Galaxy |

Purpose

UShER is a program for rapid, accurate placement of samples to existing phylogenies. While not restricted to SARS-CoV-2 phylogenetic analyses, it has enabled real-time phylogenetic analyses and genomic contact tracing in that its placement is orders of magnitude faster and more memory-efficient than previous methods, and is being widely used by several SARS-CoV-2 research groups, including the UCSC Genome Browser team and Rob Lanfear’s global phylogeny releases.

How UShER works?

Given existing samples, whose genotypes and phylogenetic tree is known, and the genotypes of new samples, UShER aims to incorporate new samples into the phylogenetic tree while preserving the topology of existing samples and maximizing parsimony. UShER’s algorithm consists of two phases: (i) the pre-processing phase and (ii) the placement phase.

In the pre-processing phase, UShER accepts the phylogenetic tree of existing samples in a Newick format and their genotypes, specified as a set of single-nucleotide variants with respect to a reference sequence (UShER currently ignores indels), in a VCF format. For each site in the VCF, UShER uses Fitch-Sankoff algorithm to find the most parsimonious nucleotide assignment for every node of the tree (UShER automatically labels internal tree nodes).

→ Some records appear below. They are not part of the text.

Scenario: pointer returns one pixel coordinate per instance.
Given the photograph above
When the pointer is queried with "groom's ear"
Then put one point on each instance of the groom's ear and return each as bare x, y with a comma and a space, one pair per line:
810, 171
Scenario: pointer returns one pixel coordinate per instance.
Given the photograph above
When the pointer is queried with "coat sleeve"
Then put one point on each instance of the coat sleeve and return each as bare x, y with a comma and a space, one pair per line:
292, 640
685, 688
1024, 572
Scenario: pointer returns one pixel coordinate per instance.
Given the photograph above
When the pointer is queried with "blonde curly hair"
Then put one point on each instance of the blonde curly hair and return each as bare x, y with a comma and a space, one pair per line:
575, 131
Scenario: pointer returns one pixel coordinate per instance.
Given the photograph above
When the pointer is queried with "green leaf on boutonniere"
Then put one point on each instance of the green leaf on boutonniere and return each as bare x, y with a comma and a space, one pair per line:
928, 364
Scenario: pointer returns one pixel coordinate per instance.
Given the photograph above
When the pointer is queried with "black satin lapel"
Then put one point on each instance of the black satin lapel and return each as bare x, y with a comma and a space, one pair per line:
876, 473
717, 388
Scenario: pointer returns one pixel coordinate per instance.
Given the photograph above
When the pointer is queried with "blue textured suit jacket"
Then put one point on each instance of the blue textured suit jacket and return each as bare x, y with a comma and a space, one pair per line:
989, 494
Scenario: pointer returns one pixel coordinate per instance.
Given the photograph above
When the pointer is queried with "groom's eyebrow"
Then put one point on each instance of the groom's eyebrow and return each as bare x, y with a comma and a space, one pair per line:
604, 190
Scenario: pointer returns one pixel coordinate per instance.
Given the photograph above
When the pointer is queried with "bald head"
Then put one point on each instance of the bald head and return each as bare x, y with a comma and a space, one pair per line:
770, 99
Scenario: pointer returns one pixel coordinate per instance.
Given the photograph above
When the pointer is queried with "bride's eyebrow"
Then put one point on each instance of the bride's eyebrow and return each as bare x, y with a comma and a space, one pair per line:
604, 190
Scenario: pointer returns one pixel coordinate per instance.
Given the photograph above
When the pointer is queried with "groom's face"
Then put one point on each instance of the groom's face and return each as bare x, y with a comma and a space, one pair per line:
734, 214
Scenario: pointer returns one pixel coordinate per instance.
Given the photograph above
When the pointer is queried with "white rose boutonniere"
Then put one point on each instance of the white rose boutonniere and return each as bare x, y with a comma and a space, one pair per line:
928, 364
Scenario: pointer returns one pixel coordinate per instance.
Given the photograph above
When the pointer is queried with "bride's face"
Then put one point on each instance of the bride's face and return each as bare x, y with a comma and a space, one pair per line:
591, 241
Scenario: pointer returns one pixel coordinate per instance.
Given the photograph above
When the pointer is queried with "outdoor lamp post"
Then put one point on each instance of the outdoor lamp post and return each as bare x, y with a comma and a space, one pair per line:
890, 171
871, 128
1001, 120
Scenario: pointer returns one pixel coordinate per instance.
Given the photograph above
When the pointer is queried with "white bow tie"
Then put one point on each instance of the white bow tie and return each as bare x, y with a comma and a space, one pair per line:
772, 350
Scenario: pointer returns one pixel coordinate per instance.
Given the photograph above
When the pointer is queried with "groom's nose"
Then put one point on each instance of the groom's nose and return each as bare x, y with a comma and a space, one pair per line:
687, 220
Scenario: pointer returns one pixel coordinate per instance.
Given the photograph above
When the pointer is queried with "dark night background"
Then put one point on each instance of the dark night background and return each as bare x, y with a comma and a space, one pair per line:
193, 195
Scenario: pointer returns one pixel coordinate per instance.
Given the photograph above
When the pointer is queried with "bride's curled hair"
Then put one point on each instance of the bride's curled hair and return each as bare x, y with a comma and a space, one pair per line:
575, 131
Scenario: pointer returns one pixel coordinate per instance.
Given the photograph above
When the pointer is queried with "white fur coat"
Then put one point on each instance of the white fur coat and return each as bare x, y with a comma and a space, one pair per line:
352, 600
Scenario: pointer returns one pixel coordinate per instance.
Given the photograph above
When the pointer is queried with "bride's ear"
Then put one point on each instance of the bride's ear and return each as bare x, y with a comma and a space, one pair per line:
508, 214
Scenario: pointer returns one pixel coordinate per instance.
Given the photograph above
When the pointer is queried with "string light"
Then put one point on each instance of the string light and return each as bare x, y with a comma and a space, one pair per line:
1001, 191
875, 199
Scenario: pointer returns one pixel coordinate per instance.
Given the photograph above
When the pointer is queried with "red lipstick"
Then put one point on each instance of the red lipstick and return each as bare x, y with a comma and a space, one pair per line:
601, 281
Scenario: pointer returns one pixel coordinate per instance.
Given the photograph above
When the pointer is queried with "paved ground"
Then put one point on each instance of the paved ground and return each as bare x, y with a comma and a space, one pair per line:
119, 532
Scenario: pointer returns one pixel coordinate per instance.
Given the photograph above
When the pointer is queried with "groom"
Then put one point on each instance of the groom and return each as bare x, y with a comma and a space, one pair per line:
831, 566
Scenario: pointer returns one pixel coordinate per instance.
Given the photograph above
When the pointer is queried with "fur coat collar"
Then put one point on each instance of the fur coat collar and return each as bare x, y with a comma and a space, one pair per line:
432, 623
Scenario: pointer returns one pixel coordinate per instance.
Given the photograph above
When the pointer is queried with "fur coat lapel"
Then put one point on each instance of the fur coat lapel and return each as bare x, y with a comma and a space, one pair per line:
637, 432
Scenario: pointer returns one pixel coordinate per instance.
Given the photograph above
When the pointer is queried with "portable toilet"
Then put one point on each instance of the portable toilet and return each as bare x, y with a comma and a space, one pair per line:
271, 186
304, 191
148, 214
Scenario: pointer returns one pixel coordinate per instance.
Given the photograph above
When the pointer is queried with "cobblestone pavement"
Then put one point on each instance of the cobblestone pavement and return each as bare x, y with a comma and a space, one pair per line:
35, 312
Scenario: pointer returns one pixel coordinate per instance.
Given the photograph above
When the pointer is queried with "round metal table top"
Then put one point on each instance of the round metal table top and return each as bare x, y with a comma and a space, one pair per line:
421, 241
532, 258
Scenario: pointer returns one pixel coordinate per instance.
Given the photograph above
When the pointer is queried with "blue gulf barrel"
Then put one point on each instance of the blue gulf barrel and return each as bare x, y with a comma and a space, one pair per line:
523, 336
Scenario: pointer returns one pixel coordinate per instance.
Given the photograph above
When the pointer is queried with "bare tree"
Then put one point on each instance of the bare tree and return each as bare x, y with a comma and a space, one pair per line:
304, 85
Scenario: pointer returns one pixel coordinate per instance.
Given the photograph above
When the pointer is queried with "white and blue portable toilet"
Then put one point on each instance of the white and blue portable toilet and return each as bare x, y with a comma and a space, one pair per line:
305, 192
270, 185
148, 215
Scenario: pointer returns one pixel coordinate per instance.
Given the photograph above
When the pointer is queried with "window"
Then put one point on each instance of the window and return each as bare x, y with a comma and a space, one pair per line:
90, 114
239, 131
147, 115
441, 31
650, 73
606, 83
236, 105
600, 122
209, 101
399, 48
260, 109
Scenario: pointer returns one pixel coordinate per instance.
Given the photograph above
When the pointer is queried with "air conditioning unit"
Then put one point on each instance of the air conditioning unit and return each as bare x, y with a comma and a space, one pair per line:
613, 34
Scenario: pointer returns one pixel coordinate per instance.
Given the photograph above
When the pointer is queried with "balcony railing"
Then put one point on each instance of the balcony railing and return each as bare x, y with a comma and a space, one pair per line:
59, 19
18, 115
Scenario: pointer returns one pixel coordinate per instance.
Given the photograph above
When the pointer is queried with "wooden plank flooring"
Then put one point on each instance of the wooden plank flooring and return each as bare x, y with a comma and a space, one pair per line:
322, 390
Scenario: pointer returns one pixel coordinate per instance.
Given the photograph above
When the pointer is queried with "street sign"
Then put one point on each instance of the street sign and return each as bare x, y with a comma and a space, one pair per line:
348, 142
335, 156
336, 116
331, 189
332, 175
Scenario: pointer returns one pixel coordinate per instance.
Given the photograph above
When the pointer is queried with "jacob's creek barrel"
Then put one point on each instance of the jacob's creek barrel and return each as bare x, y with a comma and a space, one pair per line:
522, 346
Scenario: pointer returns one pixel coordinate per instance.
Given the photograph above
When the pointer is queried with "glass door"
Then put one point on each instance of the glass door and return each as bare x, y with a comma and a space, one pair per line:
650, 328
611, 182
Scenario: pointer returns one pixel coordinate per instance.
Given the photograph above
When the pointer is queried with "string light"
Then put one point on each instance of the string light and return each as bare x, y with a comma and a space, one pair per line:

When a sample contains ambiguous genotypes, multiple nucleotides may be most parsimonious at a node. To resolve these, UShER assigns it any one of the most parsimonious nucleotides with preference, when possible, given to the reference base. UShER also allows the VCF to specify ambiguous bases in samples using IUPAC format, which are also resolved to a unique base using the above strategy. When a node is found to carry a mutation, i.e. the base assigned to the node differs from its parent, the mutation gets added to a list of mutations corresponding to that node. Finally, UShER uses protocol buffers to store in a file, the Newick string corresponding to the input tree and a list of lists of node mutation, which we refer to as mutation-annotated tree object.

The mutation-annotated tree object carries sufficient information to derive parsimony-resolved genotypes for any tip of the tree using the sequence of mutations from the root to that tip. Compared to other tools that use full multiple-sequence alignment (MSA) to guide the placement, UShER's mutation-annotated tree object is compact and is what helps make it fast.

In the placement phase, UShER loads the pre-processed mutation-annotated tree object and the genotypes of new samples in a VCF format and sequentially adds the new samples to the tree. For each new sample, UShER computes the additional parsimony score required for placing it at every node in the current tree while considering the full path of mutations from the root of the tree to that node.

Next, UShER places the new sample at the node that results in the smallest additional parsimony score. When multiple node placements are equally parsimonious, UShER picks the node with a greater number of descendant leaves for placement. If the choice is between a parent and its child node, the parent node would always be selected by this rule. However, a more accurate placement should reflect the number of leaves uniquely attributable to the child versus parent node. Therefore, in these cases, UShER picks the parent node if the number of descendant leaves of the parent that are not shared with the child node exceed the number of descendant leaves of the child.

UShER also automatically imputes and reports ambiguous genotypes for the newly added samples and ignores missing bases, such as 'N' or '.' (i.e. missing bases never contribute to the parsimony score).

At the end of the placement phase, UShER allows the user to create another protocol-buffer (protobuf) file containing the mutation-annotated tree object for the newly generated tree including added samples. This allows for another round of placements to be carried out over and above the newly added samples.